The DEKA Arm System®, which detects signals from an individual’s muscles and translates those signals into movements allowing for the completion of complex tasks, was approved for marketing according to an announcement by the FDA. This approval marks the first time the FDA has allowed a product to be marketed that can perform multiple and simultaneous movements, which has resulted in the completion of tasks including using keys and locks, preparing food, brushing hair, and using zippers by users. According to FDA officials, the DEKA Arm System allows for movement that is more advanced than what is allowed for using current available prosthetics and that more closely resembles natural arm movement.
DEKA Arm System
The DEKA Arm System utilizes electromyogram (EMG) electrodes that “detect electrical activity caused by the contraction of muscles close to where the prosthesis is attached,” which are then sent to “a computer processor in the prosthesis that translates them to a specific movement or movements.” Moreover, the system contains other mechanisms such as switches, movement sensors, and force sensors that combine to make movements in the prosthetic.

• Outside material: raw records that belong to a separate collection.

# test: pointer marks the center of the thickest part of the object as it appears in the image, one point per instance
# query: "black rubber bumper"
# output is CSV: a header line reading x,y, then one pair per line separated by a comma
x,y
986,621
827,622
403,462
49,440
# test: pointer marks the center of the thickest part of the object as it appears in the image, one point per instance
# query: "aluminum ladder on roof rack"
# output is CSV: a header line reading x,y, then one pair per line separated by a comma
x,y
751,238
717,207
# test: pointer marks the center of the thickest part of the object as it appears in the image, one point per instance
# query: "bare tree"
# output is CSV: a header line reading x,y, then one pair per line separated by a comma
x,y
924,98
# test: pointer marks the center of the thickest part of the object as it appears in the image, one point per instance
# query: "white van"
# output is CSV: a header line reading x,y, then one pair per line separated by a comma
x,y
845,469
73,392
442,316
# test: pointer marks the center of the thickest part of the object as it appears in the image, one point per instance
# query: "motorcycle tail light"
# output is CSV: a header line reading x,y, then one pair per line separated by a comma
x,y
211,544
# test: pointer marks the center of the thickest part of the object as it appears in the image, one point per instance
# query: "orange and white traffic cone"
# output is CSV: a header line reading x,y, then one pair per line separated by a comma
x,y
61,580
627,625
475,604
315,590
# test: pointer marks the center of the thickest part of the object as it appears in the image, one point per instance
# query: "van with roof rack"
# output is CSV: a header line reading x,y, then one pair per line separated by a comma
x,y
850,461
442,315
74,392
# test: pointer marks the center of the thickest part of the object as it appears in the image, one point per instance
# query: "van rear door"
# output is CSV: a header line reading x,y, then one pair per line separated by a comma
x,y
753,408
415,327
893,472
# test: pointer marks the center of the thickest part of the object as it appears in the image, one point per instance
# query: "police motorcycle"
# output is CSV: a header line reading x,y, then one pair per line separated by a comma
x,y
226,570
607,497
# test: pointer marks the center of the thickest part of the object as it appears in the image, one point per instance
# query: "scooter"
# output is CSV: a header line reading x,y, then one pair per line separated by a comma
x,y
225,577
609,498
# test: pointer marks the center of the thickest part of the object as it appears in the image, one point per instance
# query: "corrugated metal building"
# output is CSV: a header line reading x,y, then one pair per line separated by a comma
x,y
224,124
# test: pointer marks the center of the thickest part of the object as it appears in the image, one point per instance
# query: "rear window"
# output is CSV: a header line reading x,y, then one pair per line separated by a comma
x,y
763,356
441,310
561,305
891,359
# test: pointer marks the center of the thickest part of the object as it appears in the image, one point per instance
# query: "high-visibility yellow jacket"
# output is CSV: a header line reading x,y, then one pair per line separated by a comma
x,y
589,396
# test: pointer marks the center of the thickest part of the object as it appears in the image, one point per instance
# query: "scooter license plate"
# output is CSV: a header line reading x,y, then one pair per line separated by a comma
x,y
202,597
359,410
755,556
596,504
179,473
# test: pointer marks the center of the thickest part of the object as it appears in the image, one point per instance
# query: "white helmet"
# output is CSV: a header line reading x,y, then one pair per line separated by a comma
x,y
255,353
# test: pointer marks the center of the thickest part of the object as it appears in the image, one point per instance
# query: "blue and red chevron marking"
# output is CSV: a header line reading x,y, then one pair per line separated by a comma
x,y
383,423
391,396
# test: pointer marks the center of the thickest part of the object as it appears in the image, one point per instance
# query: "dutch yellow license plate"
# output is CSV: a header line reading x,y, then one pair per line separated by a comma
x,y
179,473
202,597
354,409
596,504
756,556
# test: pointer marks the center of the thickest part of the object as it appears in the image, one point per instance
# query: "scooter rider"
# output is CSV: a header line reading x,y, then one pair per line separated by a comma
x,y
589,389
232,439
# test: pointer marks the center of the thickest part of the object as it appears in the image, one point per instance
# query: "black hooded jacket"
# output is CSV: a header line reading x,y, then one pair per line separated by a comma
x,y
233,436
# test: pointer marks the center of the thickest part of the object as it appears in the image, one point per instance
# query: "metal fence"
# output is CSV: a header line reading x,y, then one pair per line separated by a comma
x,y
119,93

The prosthetic is able to use the entire process to convert signals from the electrodes into 10 different powered movements. The device has the same shape and weight of a natural arm and can be fit to those with limb loss that occurred at the shoulder joint, the mid-upper arm, or the mid-lower arm. It, however, cannot be configured to fit those that experienced loss at the elbow or wrist. The system is manufactured by DEKA Integrated Solutions, which operates out of Manchester, New Hampshire.
During the review process, which was the de novo classification process employed by the FDA for novel, first-of-a-kind devices that present low-to-moderate health risks, the FDA considered clinical testing results as well as software and electrical and battery systems testing. The clinical trial that was conducted for the DEKA Arm System revealed that 90 percent of the 36 participants were able to perform activities with the system that they were not able to perform using their current prosthetics. This trial was conducted as a 4-site Department of Veterans Affairs study. The software and other electrical testing that was reviewed included that which investigated mitigation of the unintended movements in the arm and hand mechanisms for the product as well as durability and impact testing.